Which differentiable and smooth vector fields $\vec{F}: \mathbb{R}^3 \to \mathbb{R}^3 $ satisfy
$$\nabla \times\nabla \times \vec{F}=\vec{0}$$
Here one can apply the identity
$$\nabla \times(\nabla \times(\vec{F}))=\nabla(\nabla \cdot \vec{F}) - \nabla^2 \vec{F}$$
where $\nabla^2$ is the vector Laplacian, then it would reduce to
$$\nabla(\nabla \cdot \vec{F}) = \nabla^2 \vec{F}$$
which looks like a rather complicated vector PDE. I wonder if this is "another well known problem" like the Laplace-equations or solenoidal or conservative vector fields and so on.
I came across it in the context of this vector field decomposition, where I was wondering if these solutions are unique or up to what they are unique.

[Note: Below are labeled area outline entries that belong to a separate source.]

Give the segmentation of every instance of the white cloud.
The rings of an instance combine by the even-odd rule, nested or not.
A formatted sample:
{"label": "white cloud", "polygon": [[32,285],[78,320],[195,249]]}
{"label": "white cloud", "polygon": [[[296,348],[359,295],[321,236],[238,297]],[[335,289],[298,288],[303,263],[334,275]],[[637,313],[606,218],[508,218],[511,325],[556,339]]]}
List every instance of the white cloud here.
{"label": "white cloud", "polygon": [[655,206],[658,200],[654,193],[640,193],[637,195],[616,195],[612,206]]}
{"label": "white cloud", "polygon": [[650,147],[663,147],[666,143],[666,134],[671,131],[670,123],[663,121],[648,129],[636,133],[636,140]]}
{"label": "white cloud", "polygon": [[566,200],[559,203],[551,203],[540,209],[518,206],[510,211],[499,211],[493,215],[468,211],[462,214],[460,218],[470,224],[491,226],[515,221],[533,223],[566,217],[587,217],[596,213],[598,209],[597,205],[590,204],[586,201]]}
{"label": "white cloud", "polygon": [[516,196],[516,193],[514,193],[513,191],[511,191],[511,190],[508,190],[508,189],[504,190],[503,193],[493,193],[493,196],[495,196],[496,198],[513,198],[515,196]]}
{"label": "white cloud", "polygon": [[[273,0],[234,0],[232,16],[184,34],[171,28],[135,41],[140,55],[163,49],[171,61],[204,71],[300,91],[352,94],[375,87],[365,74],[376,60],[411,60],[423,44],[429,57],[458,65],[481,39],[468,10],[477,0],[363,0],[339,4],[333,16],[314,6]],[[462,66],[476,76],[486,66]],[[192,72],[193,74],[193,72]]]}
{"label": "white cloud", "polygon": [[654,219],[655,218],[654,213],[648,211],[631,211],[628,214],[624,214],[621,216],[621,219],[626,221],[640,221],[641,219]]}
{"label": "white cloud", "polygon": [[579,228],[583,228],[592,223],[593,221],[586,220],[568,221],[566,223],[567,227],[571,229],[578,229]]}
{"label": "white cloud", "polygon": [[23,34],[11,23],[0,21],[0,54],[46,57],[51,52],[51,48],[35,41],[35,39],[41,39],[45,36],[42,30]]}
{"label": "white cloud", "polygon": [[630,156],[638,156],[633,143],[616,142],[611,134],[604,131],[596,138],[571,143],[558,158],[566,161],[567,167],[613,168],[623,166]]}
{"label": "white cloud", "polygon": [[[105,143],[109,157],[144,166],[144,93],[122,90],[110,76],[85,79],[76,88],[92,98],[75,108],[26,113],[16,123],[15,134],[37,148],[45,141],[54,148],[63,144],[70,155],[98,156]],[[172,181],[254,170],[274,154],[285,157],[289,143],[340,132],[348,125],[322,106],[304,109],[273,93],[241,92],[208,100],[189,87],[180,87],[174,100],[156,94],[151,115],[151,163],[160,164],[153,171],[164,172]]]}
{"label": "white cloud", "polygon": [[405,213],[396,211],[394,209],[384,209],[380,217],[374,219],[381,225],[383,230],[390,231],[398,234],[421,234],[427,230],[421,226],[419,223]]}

Partial Answer: If $\mathbf F \in L^2(\mathbb R^3 ; \mathbb R^3) \cap C^2(\mathbb R^3;\mathbb R^3)$ then all solutions are of the form $$ \mathbf F = - \nabla q +a \tag{$\ast$}$$ where $q \in (H^1(\mathbb R^3))^3$ with $a\in \mathbb R^3$ is a constant vector. Here $H^1(\mathbb R^3)$ is a Sobolev space. If you are not familiar with these spaces just think of $q\in C^3(\mathbb R)$ since the assumption $\mathbf F \in C^2(\mathbb R^3;\mathbb R^3)$ will force this to be true anyways.
Indeed, on one hand, if $\mathbf F \in L^2(\mathbb R^3 ; \mathbb R^3) \cap C^2(\mathbb R^3;\mathbb R^3)$ is of the form ($\ast$) then one can check that $\mathbf F$ satisfies $\operatorname{curl}(\operatorname{curl}\mathbf F)=0$.
On the other hand, suppose that $\mathbf F \in C^2(\mathbb R^3 ; \mathbb R^3) \cap L^2(\mathbb R^3;\mathbb R^3) $ is a solution to $\operatorname{curl} (\operatorname{curl} \mathbf F)=0$ in $\mathbb R^3$. By the Helmholtz decomposition, there exists $ q\in H^1(\mathbb R) $ and $ \mathbf w \in (H^1( \mathbb R^3 ))^3$ such that $$ \mathbf F = - \nabla q + \operatorname{curl} \mathbf w .$$
Then, since $\operatorname{curl}(\nabla q) =0$ and $\operatorname{div}(\operatorname{curl} \mathbf w)=0$,\begin{align*} 0 &= \operatorname{curl}(\operatorname{curl} \mathbf F) = \operatorname{curl}(\operatorname{curl} (\operatorname{curl} \mathbf w)) = \nabla (\operatorname{div} (\operatorname{curl} \mathbf w))- \Delta (\operatorname{curl} \mathbf w)=- \Delta (\operatorname{curl} \mathbf w). \end{align*} Thus, $\operatorname{curl} \mathbf w$ is harmonic in $ \mathbb R^3$. But $\operatorname{curl} \mathbf w$ is in $L^2(\mathbb R^3 ; \mathbb R^3)$, so it is a constant (this is a property of harmonic functions similar to Liouville's theorem - harmonic functions in $L^2$ are necessarily constant). Thus, $\mathbf F = -\nabla q + a$ for some constant $a\in \mathbb R^3$.